Даже нянечка — вахтерша перебирала по пальцам:
— Кто? Кто? Критерий? Такого не слыхала. Тиберий Утан у нас есть. Валерий Дементьев есть. А Критерия нету, не знаю… Какой он из себя?
«Истина принадлежит человеку, заблуждение — его эпохе», — сказал кто-то из классиков. Заблуждение масс в нашем доме подкрепляется заблуждениями одиночек:
Хорошо живется, братцы,
Но одно неладно тут:
Заставляют заниматься,
Опошляют институт!
Да, главная тема всех наших дружеских эпиграмм и пародий, частушек, комических сцен и капустников — это извечная внутренняя борьба, раздирающая душу поэтов: что важнее на данном этапе, учеба иль творчество?
…Нам Парнас, нам Парнас — родимый дом.
Первым делом, первым делом — вдохновенье.
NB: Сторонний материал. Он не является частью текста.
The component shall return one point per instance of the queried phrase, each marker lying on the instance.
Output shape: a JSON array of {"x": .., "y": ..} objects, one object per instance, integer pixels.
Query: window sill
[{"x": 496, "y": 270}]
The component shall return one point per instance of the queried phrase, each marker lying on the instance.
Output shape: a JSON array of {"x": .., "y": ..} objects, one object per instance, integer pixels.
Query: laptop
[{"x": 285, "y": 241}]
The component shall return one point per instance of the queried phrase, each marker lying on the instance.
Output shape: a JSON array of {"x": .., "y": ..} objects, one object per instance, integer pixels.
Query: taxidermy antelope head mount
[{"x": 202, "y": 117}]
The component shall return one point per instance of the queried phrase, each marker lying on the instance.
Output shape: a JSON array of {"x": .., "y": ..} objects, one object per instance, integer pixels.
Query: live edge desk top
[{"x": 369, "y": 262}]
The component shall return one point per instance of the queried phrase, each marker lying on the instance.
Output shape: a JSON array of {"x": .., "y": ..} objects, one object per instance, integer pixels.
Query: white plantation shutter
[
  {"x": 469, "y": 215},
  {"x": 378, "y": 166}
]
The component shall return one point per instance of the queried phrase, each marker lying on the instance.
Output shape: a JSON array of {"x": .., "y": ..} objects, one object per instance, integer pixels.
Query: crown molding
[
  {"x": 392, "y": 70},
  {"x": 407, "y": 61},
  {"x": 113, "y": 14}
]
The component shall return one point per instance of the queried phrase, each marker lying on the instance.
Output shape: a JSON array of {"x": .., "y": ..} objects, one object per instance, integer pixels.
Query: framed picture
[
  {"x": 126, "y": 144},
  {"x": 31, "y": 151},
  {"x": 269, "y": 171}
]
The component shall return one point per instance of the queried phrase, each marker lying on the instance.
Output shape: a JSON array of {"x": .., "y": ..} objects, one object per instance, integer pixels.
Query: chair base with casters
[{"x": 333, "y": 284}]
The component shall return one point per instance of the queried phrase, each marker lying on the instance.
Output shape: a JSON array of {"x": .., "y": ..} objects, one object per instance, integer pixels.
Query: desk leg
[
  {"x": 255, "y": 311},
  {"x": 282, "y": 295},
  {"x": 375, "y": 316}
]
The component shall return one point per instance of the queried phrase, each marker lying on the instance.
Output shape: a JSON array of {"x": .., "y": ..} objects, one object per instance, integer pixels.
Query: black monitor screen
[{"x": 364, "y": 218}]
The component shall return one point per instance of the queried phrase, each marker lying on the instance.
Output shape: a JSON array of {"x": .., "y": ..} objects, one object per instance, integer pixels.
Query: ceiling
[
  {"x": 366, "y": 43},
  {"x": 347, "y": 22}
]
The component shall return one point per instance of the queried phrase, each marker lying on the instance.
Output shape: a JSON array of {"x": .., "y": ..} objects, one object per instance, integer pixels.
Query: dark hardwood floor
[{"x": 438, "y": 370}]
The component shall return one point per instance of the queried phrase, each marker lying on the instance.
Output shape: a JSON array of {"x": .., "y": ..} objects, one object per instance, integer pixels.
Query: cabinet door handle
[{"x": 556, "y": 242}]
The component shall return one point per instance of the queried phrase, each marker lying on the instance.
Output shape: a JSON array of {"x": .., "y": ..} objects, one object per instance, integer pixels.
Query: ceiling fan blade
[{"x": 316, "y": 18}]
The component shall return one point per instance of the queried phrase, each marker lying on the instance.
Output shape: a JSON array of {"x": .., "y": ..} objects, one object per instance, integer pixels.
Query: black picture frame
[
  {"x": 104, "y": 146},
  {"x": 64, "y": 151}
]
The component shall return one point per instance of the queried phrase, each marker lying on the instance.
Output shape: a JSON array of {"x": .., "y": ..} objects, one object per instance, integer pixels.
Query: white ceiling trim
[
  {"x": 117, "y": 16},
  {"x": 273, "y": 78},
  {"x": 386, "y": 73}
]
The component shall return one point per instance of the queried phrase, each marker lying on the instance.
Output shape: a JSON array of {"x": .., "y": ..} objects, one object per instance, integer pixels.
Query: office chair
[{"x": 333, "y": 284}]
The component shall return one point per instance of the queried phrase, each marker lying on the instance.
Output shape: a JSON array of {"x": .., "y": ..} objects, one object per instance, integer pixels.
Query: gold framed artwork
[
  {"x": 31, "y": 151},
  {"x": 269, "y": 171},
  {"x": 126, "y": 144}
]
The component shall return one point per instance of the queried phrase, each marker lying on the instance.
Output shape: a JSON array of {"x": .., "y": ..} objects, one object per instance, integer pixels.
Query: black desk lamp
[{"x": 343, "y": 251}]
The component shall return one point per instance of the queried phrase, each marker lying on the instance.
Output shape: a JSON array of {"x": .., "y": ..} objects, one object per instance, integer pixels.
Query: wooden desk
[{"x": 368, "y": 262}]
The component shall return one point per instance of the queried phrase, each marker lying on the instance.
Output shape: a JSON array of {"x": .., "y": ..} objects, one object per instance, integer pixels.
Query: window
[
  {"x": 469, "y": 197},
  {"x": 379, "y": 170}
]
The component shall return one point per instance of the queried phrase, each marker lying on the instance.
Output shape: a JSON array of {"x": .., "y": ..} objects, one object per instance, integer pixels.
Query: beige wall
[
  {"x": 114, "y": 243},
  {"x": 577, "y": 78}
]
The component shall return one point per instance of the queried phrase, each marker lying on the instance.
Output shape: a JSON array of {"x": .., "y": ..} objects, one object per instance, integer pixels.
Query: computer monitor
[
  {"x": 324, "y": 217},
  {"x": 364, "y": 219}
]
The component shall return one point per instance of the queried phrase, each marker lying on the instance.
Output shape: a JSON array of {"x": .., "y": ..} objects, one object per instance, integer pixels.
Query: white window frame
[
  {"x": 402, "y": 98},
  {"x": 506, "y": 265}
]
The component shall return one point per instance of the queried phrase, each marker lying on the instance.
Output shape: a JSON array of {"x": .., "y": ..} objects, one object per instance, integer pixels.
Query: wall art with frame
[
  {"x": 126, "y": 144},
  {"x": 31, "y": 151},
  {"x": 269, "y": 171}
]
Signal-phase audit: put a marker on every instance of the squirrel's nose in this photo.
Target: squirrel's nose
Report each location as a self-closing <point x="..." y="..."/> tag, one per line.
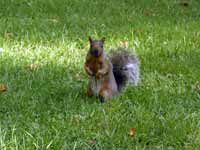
<point x="95" y="53"/>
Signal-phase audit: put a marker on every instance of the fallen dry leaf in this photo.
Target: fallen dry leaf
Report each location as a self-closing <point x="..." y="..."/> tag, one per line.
<point x="8" y="35"/>
<point x="131" y="131"/>
<point x="32" y="66"/>
<point x="78" y="77"/>
<point x="3" y="88"/>
<point x="92" y="142"/>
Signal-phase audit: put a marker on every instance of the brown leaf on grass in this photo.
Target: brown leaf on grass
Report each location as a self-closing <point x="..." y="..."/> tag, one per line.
<point x="3" y="88"/>
<point x="8" y="35"/>
<point x="92" y="142"/>
<point x="32" y="66"/>
<point x="131" y="131"/>
<point x="124" y="44"/>
<point x="78" y="77"/>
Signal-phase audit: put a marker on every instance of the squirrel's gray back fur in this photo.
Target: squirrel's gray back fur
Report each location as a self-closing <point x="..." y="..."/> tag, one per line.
<point x="125" y="67"/>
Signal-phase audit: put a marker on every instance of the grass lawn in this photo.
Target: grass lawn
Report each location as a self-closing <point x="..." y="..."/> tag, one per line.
<point x="43" y="44"/>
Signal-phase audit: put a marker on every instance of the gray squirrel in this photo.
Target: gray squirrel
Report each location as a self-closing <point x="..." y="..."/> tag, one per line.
<point x="108" y="75"/>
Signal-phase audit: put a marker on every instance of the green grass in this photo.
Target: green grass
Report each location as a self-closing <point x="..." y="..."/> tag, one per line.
<point x="47" y="108"/>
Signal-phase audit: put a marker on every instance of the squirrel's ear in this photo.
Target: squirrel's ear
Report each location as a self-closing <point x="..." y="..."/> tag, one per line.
<point x="103" y="39"/>
<point x="90" y="39"/>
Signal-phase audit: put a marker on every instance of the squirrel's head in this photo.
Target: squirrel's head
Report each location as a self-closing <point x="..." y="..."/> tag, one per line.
<point x="96" y="47"/>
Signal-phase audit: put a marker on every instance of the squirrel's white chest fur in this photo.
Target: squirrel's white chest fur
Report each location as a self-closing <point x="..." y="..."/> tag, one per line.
<point x="95" y="85"/>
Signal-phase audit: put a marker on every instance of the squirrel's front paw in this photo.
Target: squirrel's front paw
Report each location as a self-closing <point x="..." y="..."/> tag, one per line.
<point x="89" y="72"/>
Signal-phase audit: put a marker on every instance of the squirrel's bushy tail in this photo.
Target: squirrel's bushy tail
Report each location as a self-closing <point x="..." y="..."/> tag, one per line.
<point x="125" y="67"/>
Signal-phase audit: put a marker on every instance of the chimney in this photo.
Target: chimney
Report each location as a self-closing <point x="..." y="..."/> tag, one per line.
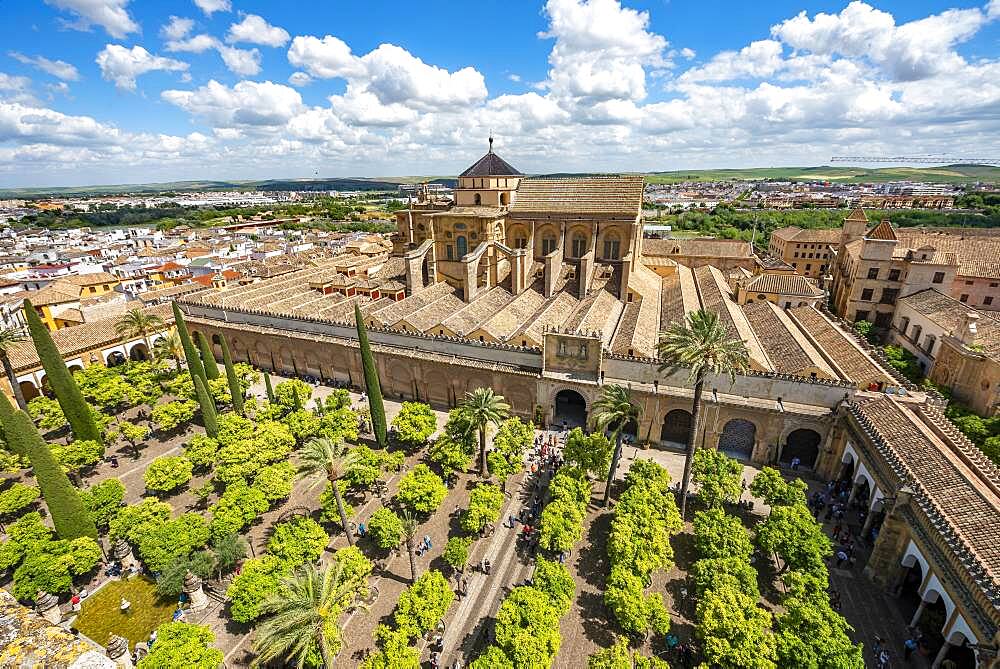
<point x="967" y="331"/>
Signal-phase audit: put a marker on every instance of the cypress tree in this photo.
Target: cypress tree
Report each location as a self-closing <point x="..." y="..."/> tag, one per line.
<point x="190" y="353"/>
<point x="267" y="386"/>
<point x="208" y="357"/>
<point x="372" y="385"/>
<point x="208" y="414"/>
<point x="69" y="515"/>
<point x="78" y="413"/>
<point x="234" y="383"/>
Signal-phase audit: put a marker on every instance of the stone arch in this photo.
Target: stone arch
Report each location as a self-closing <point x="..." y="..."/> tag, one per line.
<point x="138" y="352"/>
<point x="612" y="245"/>
<point x="546" y="239"/>
<point x="676" y="428"/>
<point x="803" y="444"/>
<point x="570" y="406"/>
<point x="517" y="232"/>
<point x="738" y="438"/>
<point x="579" y="241"/>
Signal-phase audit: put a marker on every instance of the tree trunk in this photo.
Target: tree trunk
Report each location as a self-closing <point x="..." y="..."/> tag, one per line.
<point x="12" y="380"/>
<point x="699" y="386"/>
<point x="413" y="562"/>
<point x="340" y="510"/>
<point x="483" y="468"/>
<point x="614" y="467"/>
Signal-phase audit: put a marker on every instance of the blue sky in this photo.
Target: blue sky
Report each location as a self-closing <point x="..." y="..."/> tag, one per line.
<point x="102" y="91"/>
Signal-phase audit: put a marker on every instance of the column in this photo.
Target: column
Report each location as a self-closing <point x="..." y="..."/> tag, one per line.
<point x="942" y="654"/>
<point x="919" y="613"/>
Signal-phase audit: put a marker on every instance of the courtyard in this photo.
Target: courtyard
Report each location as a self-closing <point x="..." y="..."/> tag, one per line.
<point x="468" y="624"/>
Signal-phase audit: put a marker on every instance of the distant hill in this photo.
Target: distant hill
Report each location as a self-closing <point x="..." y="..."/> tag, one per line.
<point x="946" y="174"/>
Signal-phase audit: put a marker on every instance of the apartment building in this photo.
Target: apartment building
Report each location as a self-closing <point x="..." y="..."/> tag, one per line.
<point x="808" y="251"/>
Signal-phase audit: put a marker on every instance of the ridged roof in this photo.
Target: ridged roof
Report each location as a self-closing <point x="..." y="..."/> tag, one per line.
<point x="583" y="195"/>
<point x="882" y="231"/>
<point x="490" y="165"/>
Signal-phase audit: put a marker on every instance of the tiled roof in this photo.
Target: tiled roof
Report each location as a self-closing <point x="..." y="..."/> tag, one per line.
<point x="855" y="364"/>
<point x="883" y="231"/>
<point x="490" y="165"/>
<point x="945" y="482"/>
<point x="783" y="284"/>
<point x="713" y="248"/>
<point x="807" y="235"/>
<point x="858" y="214"/>
<point x="89" y="279"/>
<point x="620" y="196"/>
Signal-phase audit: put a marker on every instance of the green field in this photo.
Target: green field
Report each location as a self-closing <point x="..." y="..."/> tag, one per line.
<point x="945" y="174"/>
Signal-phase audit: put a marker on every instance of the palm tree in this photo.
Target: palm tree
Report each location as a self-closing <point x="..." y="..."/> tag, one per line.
<point x="8" y="338"/>
<point x="613" y="411"/>
<point x="409" y="534"/>
<point x="333" y="459"/>
<point x="170" y="346"/>
<point x="301" y="617"/>
<point x="483" y="407"/>
<point x="138" y="323"/>
<point x="704" y="345"/>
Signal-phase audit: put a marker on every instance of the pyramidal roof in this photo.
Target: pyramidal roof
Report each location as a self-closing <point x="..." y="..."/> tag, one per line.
<point x="882" y="231"/>
<point x="490" y="165"/>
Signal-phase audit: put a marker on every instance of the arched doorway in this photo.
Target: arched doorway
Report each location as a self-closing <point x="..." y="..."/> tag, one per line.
<point x="737" y="439"/>
<point x="676" y="429"/>
<point x="571" y="408"/>
<point x="804" y="445"/>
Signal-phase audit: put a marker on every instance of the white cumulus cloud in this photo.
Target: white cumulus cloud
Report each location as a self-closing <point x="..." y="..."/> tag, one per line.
<point x="212" y="6"/>
<point x="59" y="69"/>
<point x="254" y="29"/>
<point x="122" y="65"/>
<point x="108" y="14"/>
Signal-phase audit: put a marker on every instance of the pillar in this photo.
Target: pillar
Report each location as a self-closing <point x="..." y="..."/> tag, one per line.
<point x="942" y="654"/>
<point x="919" y="613"/>
<point x="197" y="600"/>
<point x="117" y="650"/>
<point x="47" y="606"/>
<point x="122" y="552"/>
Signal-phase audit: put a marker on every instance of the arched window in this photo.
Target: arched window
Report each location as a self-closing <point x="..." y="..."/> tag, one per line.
<point x="612" y="247"/>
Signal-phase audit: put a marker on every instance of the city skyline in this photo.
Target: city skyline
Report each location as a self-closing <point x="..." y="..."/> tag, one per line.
<point x="108" y="91"/>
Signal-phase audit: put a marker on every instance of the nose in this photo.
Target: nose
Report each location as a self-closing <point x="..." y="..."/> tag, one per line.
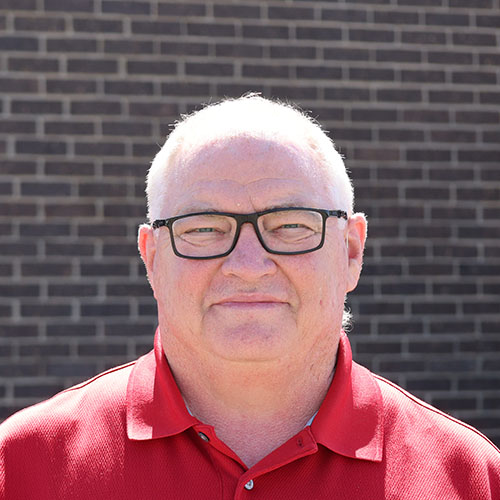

Ну, а лекции? А лекции — потом!
«Да, конечно, — размышляет в жизни иной поэт, — вдохновение — дело хорошее. Но ты-то еще не писатель, а только студент. Тебя послали учиться. Вот ты даром время и не теряй, а учись! В то же время… какая для поэзии разница, студент ты или землекоп, инженер или колхозник, если тебе сейчас, сию секунду, немедля надо выплеснуть на бумагу взволновавшие тебя чувства, запечатлеть в стихах образы, никому еще до тебя не пришедшие в голову? Ведь каждый уже испытал на себе, что „строчки с кровью убивают, нахлынут горлом и убьют!“».
|
Поэтому-то иногда во время занятий можно, зайдя в общежитие, увидеть завернувшуюся в одеяло Маргариту Агашину. Она лихорадочно что-то пишет на обрывках бумаги. Или в читальне натолкнуться на солидного, умудренного жизнью прозаика. Он «прогуливает» урок иностранного языка и строчит новую главу для романа. Или во время лекции обернешься назад, на «Камчатку», и видишь, как кто-то, согнувшись и стыдливо заслоняя тетрадь рукой, строчит что-то отнюдь не относящееся к земельной ренте, причем длинным столбиком.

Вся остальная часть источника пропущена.